5. De rechtbank heeft in haar uitspraak van 6 maart 2025 (zaaknummer SGR 24/8556) in een vergelijkbaar beroep van eiser tegen niet tijdig beslissen van het Uwv gemotiveerd besloten dat het Uwv in beginsel binnen zes weken na de dag van verzending van de uitspraak de medische beoordeling door een verzekeringsarts moet laten verrichten en dat hij binnen zes weken na die medische beoordeling een besluit bekend moet maken, maar in ieder geval binnen twaalf weken na de dag van verzending van de uitspraak. Deze termijn wordt bekort indien het Uwv ten tijde van de uitspraak blijkens de dossierstukken of het verweerschrift de medische beoordeling al heeft gepland op een bepaalde datum, waarbij rekening wordt gehouden met de al geplande datum. Bijzondere feiten en omstandigheden kunnen aanleiding zijn om van deze termijnen af te wijken. Die kunnen onder meer bestaan uit te lang stilzitten van het Uwv, maar kunnen evenzeer aan de kant van de eisende partij zijn gelegen. Het is aan partijen om bijzondere feiten en omstandigheden met betrekking tot de individuele zaak aan te voeren, die zouden moeten leiden tot verkorting dan wel verlenging van deze termijnen.
6.1
Het beroep is van 9 januari 2025. Uit het verweerschrift blijkt dat nog geen medische beoordeling heeft plaatsgevonden en dat ook nog geen datum daarvoor is gepland.
6.2
De rechtbank is in deze zaak van oordeel dat verweerder binnen een termijn van zes weken na de dag van verzending van de uitspraak een medische beoordeling door een verzekeringsarts moet laten plaatsvinden en dat hij binnen zes weken na die medische beoordeling een besluit bekend moet maken, maar in ieder geval binnen twaalf weken na de dag van verzending van de uitspraak.
7. De rechtbank ziet in deze zaak geen aanleiding om af te wijken van het landelijke beleid van de rechtbanken over de vaststelling van een gerechtelijke dwangsom [1] en zal bepalen dat verweerder een dwangsom van € 100,- moet betalen voor elke dag waarmee de beslistermijn nu nog door hem wordt overschreden.

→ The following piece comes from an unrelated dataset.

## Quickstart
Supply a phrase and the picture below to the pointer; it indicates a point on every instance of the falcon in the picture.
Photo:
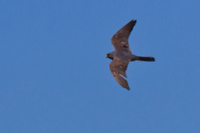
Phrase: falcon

Daarbij geldt wel een maximum van € 15.000,-.
8. Omdat het beroep gegrond is, moet verweerder het door eiser betaalde griffierecht vergoeden. Voor een verdere proceskostenvergoeding is geen aanleiding.

Beslissing

De rechtbank:
  • verklaart het beroep gegrond;
  • vernietigt het, met een besluit gelijk te stellen, niet tijdig nemen van een besluit;
  • draagt verweerder op om binnen twaalf weken na de datum van verzending van deze uitspraak alsnog een besluit bekend te maken;
  • bepaalt dat verweerder aan eiser een dwangsom van € 100,- moet betalen voor elke dag waarmee hij de hiervoor genoemde termijn overschrijdt, met een maximum van € 15.000,-;
  • bepaalt dat verweerder het betaalde griffierecht van € 371,- aan eiser vergoedt.
Deze uitspraak is gedaan door mr. D.R. van der Meer, rechter, in aanwezigheid van mr. I. Ince, griffier. Uitgesproken in het openbaar op 7 maart 2025.
griffier
rechter
Een afschrift van deze uitspraak is verzonden aan partijen op:

Informatie over verzet

Als partijen het niet eens zijn met deze uitspraak, kunnen zij een verzetschrift sturen naar de rechtbank waarin zij uitleggen waarom zij het niet eens zijn met deze uitspraak. Het verzetschrift moet worden ingediend binnen zes weken na de dag waarop deze uitspraak is verzonden. Als partijen een zitting willen om het verzetschrift toe te lichten, moeten zij dit in het verzetschrift vermelden.